I'm constantly surprised that when it comes to regime change that there isn't an effort to set up some satellites and air-drop some mobile smartphones with data plans designed with the same principals as one-laptop-per-child.

Look at what Facebook and Twitter did for the Arab Spring.

The role of Facebook and Twitter in Arab Spring is hugely exaggerated. Yes, people used both to communicate. But nothing was caused by it - it was caused by people being tired by old and rusty dictatorships, which also suppressed their religious thrivings (which btw may be not really all that nice if fulfilled - dictatorship is bad, but formally democratic fundamentalist regime is not really freedom either).

The reason why airdropping mobile phones would not work is very simple - first, they would not work (no electricity, no coverage in most of the territory), second, the ruling powers would execute everybody that uses it.
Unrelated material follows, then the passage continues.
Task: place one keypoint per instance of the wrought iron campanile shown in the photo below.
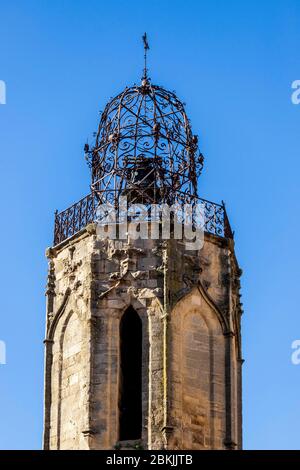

And they are quite good at executing people for ... well, anything they like. Limiting flow of information to majority of people is quite easy, if the regime is ruthless enough to enforce it.

OLPC is possible only with local authorities' cooperation. Without it, it could achieve nothing.

Further edit, to reply to the first kind reply

I might be alone in this, but I really prefer replies to replies instead of piling edits on top of edits. Much easier to follow that way.

We would be better off if we didn't arm terrorists in the first place, because they end up attacking us.

http://cryptome.org/tim-osman.htm

The US armed the Taliban when they were fighting the Soviet invasion.